Mass. Environmental Trust Grant will fund continuing work on the Southwest Branch of the Housatonic
HVA is thrilled to announce the receipt of a grant totalling $13,529 from the Massachusetts Environmental Trust. The MET Grant is made possible through the sale of the state’s three environmental license plates.
“We’re grateful to the Trust for this significant gift, and of course to all of the individual plateholders who voluntarily contribute their support to protect and preserve the waters and related resources of the Commonwealth,” said HVA Berkshires Director Dennis Regan.
For more information regarding the environmental license plate program, contact the Trust at http://www.mass.gov/eea/met or visit the Registry of Motor Vehicles HERE.
Turning grant funds into cleaner waters
HVA will use the grant to create a community project to restore and protect the Southwest Branch of the Housatonic River in the Berkshires, a headwater tributary which is listed as an Environmental Justice Community by the Massachusetts Executive Office of Environment. The Branch is also listed on the Mass. DEP Category 5 303(d) list of impaired waterways for bacteria and sedimentation.
The goal of the project is to get the Southwest Branch delisted from the 303D list, and keep it off by following a DEP & EPA approved Watershed-Based Plan (WBP) template.

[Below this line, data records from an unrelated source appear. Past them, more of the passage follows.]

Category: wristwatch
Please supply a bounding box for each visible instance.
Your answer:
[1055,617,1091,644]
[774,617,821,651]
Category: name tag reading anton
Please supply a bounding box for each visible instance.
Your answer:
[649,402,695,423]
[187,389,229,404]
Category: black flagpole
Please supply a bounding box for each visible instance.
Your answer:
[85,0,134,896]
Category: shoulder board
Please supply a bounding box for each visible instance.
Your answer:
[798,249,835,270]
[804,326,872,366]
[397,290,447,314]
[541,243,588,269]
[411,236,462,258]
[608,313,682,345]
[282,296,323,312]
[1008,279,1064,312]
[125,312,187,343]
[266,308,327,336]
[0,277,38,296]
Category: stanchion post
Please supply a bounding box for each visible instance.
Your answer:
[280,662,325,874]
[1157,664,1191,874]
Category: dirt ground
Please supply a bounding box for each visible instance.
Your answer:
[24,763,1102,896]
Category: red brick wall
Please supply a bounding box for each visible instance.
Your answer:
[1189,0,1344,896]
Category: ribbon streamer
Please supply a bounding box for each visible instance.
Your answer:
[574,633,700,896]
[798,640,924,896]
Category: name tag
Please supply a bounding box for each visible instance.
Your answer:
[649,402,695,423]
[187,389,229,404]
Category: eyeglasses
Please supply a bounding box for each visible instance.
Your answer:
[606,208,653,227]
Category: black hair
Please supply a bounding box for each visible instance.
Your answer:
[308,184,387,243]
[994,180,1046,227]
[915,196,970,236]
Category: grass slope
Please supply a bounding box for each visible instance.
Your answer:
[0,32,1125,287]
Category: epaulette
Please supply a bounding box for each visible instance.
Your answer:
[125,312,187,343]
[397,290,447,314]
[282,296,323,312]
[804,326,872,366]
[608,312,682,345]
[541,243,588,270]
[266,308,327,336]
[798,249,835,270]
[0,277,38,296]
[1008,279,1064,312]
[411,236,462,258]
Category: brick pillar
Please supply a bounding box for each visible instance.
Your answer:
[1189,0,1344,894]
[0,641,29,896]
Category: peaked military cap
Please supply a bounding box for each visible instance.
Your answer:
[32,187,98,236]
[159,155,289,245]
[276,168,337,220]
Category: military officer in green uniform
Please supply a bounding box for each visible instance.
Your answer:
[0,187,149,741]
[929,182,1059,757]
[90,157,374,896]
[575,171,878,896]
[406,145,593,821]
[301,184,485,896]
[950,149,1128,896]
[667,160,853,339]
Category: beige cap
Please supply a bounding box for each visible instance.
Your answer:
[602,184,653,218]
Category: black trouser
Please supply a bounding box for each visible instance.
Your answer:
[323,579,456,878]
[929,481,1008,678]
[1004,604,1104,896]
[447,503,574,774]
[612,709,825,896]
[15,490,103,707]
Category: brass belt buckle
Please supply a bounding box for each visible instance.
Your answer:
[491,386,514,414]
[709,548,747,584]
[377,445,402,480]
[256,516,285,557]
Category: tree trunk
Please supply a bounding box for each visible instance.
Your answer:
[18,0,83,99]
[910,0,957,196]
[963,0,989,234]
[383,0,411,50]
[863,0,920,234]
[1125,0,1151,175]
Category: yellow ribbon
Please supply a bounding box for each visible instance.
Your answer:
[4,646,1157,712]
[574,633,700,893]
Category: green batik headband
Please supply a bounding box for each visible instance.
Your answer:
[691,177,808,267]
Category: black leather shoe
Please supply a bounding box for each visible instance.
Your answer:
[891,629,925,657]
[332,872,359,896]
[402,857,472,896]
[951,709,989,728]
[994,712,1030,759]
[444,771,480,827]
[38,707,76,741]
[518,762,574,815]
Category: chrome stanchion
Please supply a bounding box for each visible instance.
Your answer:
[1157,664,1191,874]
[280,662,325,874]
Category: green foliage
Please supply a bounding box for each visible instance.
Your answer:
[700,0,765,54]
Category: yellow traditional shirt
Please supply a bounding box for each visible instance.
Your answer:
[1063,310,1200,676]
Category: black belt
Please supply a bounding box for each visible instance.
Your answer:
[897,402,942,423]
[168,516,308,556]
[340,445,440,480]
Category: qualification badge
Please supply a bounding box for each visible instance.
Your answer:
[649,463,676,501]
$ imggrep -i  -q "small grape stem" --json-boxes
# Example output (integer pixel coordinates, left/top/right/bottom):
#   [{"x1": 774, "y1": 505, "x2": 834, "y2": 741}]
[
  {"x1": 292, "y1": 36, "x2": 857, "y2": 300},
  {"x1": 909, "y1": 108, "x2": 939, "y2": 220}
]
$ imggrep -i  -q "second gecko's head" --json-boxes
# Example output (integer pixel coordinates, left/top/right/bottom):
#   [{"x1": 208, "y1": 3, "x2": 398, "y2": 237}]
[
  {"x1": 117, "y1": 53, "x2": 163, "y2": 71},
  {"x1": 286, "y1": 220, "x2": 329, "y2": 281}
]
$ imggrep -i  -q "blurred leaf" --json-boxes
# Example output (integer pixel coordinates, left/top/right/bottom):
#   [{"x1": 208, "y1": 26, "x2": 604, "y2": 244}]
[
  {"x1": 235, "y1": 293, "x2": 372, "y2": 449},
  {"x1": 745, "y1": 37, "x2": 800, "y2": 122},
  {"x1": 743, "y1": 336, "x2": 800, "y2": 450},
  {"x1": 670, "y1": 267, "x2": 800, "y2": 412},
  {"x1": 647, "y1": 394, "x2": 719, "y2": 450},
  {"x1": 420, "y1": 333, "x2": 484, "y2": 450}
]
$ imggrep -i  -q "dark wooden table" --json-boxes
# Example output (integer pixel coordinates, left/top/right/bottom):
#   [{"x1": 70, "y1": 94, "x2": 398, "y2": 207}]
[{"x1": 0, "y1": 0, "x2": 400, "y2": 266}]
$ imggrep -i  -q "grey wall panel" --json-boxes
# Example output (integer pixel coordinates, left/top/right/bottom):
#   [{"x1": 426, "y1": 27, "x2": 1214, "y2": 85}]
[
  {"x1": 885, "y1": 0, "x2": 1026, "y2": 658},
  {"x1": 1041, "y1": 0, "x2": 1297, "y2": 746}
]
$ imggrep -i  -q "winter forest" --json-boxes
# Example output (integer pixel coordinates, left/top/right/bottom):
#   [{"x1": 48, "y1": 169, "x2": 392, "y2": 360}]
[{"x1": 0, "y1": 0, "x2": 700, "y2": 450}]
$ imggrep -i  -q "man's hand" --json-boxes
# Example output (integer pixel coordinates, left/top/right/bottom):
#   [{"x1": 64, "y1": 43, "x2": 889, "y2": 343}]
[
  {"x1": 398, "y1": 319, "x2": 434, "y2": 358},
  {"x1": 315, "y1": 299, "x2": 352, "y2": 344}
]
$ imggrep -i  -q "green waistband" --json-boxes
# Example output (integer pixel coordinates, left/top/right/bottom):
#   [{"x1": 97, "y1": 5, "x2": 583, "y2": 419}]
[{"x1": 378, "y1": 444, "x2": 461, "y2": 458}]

Sixteen Years of Science and Education on the Southwest Branch
HVA monitored the water in the SW Branch from 2002 to 2007 and consistently found high e-coli readings. Since then HVA has conducted river education programs to raise awareness and inspire action, including working with riverside landowners to reduce stormwater runoff pollution.
In 2017 a volunteer-powered monitoring program rechecked the river’s health, hoping that changing land use practices along its banks and the removal of a horse pasture would result in lower bacteria levels.
While this 2017 study found some stretches of healthier water, high levels of e-coli remain in some areas. Monitoring and conversations with local landowners suggests where the contamination is coming from. Pinpointing the source will be a first significant step in delisting the Southwest Branch, and beginning its turnaround.